The sweet, salty smell of kettle corn is wafting through the air.
The sun is shining.
As buyers pass, buckets of plants and fresh flowers, and tables loaded with cantaloupe, watermelons, tomatoes, zucchini, and strawberries are just some of the selections for the picking.
Brenda Slaughter of Toledo is just finishing up her shopping at the Toledo Farmers' Market at the Elder-Beerman parking lot on Secor Road, having selected tomatoes, cucumbers, apples, eggplant, cherries, and a watermelon.
Ms. Slaughter, 64, on Wednesday afternoon is exchanging coupons from the Senior Farmers' Market Nutrition Program, a popular program for low-income seniors through which they can receive fresh, locally grown produce for free from farmers' markets.
Ms. Slaughter said she tries to eat a healthful diet, and the coupons help.
"You can get anything you want out here," she said, gesturing to the variety around her. She said she also enjoys the flexibility of the program - she gets $50 worth of coupons to spend over several months on whatever kind of produce she prefers.
The program, in its eighth year, is run through the Area Office on Aging of Northwest Ohio Inc. It has been wildly popular with seniors, with about 1,400 people on a waiting list to get coupons, said Rebecca Liebes, the agency's director of nutrition who administers the program.
Martha Tello-Maritsas said she has participated in the program for four or five years and enjoys shopping at the farmers' market. She, her husband, and grandson were buying watermelon, corn, and tomatoes on Wednesday.
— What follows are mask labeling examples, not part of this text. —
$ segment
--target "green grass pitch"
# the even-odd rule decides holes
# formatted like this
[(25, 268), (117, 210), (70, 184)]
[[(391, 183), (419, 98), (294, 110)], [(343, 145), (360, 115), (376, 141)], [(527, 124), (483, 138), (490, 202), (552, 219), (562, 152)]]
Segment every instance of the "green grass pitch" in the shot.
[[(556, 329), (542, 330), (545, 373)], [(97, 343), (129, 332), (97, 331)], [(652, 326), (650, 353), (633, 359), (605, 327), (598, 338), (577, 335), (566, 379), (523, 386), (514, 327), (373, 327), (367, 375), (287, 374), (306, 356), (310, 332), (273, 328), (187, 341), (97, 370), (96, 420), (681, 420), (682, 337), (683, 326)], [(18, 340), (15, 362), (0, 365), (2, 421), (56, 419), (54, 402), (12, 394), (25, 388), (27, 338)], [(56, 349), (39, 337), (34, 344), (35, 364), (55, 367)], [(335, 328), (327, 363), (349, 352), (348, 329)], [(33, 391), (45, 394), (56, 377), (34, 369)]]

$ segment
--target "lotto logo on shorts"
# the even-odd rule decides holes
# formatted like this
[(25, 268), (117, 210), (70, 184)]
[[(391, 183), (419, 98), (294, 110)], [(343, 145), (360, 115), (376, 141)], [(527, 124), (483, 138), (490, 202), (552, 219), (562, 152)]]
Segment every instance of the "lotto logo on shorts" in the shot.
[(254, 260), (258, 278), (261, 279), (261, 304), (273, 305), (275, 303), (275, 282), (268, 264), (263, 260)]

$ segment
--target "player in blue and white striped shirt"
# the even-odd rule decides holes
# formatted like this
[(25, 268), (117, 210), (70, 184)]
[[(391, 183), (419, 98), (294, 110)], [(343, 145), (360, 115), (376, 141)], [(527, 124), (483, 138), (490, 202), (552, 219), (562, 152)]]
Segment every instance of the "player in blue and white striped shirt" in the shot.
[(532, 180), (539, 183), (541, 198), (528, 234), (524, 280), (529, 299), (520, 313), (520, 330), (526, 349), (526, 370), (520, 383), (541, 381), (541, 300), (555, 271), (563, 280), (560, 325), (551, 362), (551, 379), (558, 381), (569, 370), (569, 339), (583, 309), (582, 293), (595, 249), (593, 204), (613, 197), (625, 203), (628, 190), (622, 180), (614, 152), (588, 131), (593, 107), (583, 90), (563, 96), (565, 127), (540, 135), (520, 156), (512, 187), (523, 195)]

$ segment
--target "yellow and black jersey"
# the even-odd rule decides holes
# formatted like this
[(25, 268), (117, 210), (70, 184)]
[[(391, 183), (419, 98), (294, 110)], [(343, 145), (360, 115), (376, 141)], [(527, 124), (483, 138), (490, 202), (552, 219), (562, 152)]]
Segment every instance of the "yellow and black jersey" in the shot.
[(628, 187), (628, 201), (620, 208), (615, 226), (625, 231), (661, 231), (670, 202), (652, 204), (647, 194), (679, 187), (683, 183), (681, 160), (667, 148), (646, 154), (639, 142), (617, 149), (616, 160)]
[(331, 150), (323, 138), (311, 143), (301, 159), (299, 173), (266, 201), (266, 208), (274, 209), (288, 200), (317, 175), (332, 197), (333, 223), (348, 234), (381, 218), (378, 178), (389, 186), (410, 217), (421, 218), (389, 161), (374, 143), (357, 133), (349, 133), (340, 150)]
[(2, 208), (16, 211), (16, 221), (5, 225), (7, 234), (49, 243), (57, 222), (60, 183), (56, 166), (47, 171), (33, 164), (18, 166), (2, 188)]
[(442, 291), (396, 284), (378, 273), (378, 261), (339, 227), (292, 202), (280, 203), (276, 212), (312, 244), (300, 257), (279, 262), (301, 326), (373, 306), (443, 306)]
"There are a lot of seniors that don't know about it," she said. "Any seniors that I come across, I tell them about it."
Dan Madigan, executive director of the Farmers' Market Association of Toledo, said, "More and more people are asking for it nowadays as they're trying to stretch their dollars."
Funded by the U.S. Department of Agriculture, the program began in 2001 and was designed to aid low-income seniors so they could improve their diets by helping them afford more fresh fruits and vegetables.
It's also good for farmers, said Glen Carpenter, owner of Goodfellow Farms in Ida, Mich., who was selling produce such as corn and zucchini.
Mr. Carpenter said he often tells his senior shoppers how and where the produce is grown. His wife even has been known to give cooking tips.
One man who bought rhubarb from Mr. Carpenter's stand brought him back a gift of rhubarb jelly.
Deb Ortiz-Flores, executive director of Lucas County Job and Family Services, said low-income senior citizens are one of the hardest demographics to reach.
For instance, only about 38 percent of the seniors who are eligible for food stamps in Lucas County receive them, far lower than the rate for other age groups.
"Historically, they're not as willing to come in to accept assistance," she said.
Northwest Ohio counties receive a large chunk of the money spent on the program nationally - about $1.1 million out of $20 million this year - because the idea was born here, said U.S. Rep. Marcy Kaptur, (D., Toledo), who was involved in creating the program when she served on the agriculture appropriations panel.
The idea is to strengthen local farming, while getting nutritious food to low-income urban consumers, Miss Kaptur said.
"They get more for their money," she said. "They get more local food. It makes those dollars circulate in our community. It's win-win."
Miss Kaptur said her ultimate goal is to link local consumers and farmers even further, so that institutions such as schools, universities, hospitals, and others can buy from local farmers.
The program is open to Ohio residents ages 60 and older, who make up to 185 percent of the poverty level, which is $19,240 or less for a single person, or $25,900 for a household of two.